The suit says Doe was disciplined for what the Suns called her "rude" and "unprofessional" message, despite it "being a private and accidental communication." As a result, the suit says, Mitch restricted her media opportunities to discuss the campaign focused on the Hispanic community. The suit also claims Mitch "was widely regarded within the organization as a key participant in maintaining these discriminatory practices."

Mitch did not address the specific allegations against her in her statement to New Times.

Doe says she reported the alleged harassment and discrimination to the team's human resources department but received only retaliation in return. Specifically, she claims she was denied recognition for her contributions to the marketing campaign, which she says was "a clear manifestation of the discrimination she faced on the basis of her gender and national origin." When she authored a personal social media post highlighting her involvement in it, she says the Suns disciplined her, though the complaint doesn't specify how.

Doe resigned from the organization "due to the intolerable working conditions" in February 2024, a departure she says was "a direct result" of the team's "unlawful conduct."

click to enlarge sheree wright
Sheree Wright is representing three people who have filed discrimination suits against the Phoenix Suns.
Courtesy of IBF Law Group

Suns vs. Wright

While the Suns have denied the allegations made in the previous lawsuits filed by clients of Wright and Walters, they have also gone on the offensive to attack Wright's credibility.

In statements to Law360 and to New Times, Mitch pointed out Wright's record of professional discipline as a lawyer and claimed she is "actively recruiting individuals to slander our organization for her personal gain."

Wright indeed has faced discipline, landing a year of probation in January 2022 for trying to get a family court judge removed from a case over alleged racial bias "without a good faith basis in law or fact." In August 2024, she was given two years of probation over numerous ethical violations in dealings with three different clients, including failing to communicate with clients, failing to comply with a court order and disclosing confidential information about a past client.

Wright admitted the violations when she accepted the probation at the time, though she now says she disputes them. She has accused the state bar of having a biased disciplinary process, claims which the bar has publicly pooh-poohed. In March, she told New Times that she anticipates the attacks on her from the Suns.

“I know what they’re coming with," Wright said at the time. "They’re going to say, ‘She’s just a mess. She goes around starting problems all the time. This is what she does.’"

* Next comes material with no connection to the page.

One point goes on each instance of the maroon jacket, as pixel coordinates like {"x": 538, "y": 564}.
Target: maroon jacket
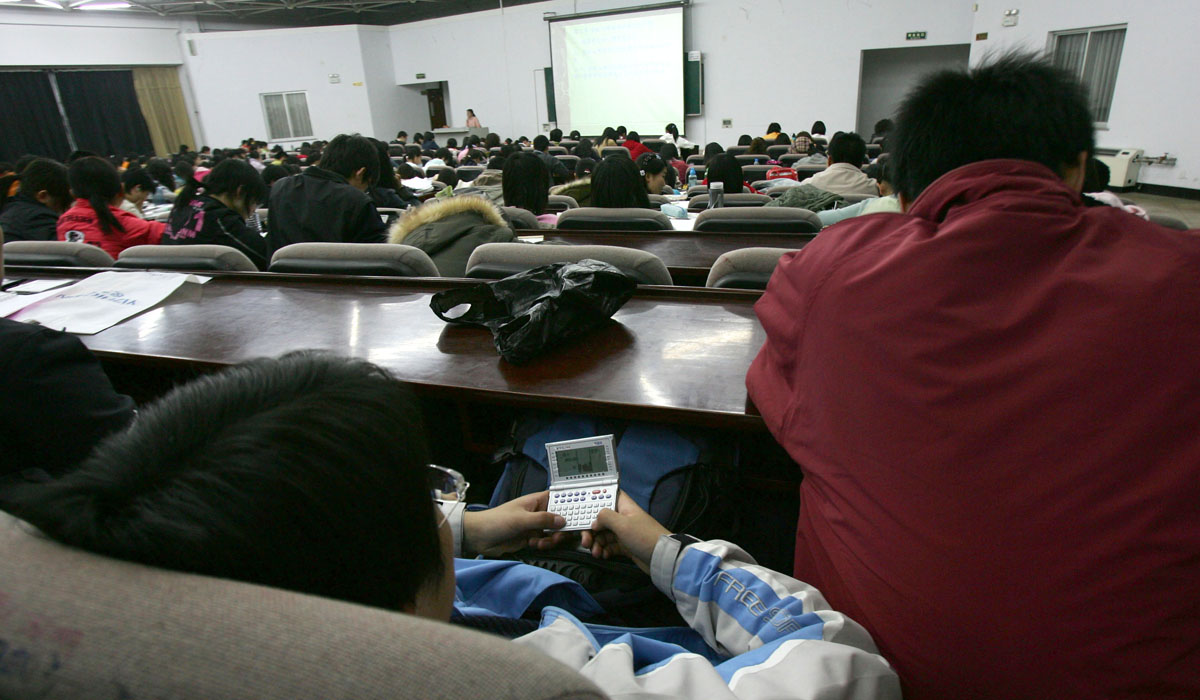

In that same interview, Wright said she has turned down other people who want to press claims against the Suns, both because she and her team vet them carefully and because her law firm, IBF Law Group, is small and cannot handle so many cases. However, she said then that she had at least two more clients working on filing lawsuits, one of which appears to have been Doe.

In a statement to New Times for this story, Wright said she felt "compelled to address what I believe is a deeply troubling and increasingly hostile response from the Phoenix Suns organization. When a professional franchise resorts to lies, ridicule, and smear tactics, it signals desperation, not credibility." Wright called Mitch's suggestion that she is recruiting clients with vendettas against the team "not only baseless, but defamatory" and said that she may pursue a defamation claim if the Suns continue to make such a claim.

"Let me be clear: our firm does not recruit clients," Wright wrote. "We respond to individuals who seek our help, who come forward with their experiences, and who deserve advocacy and justice."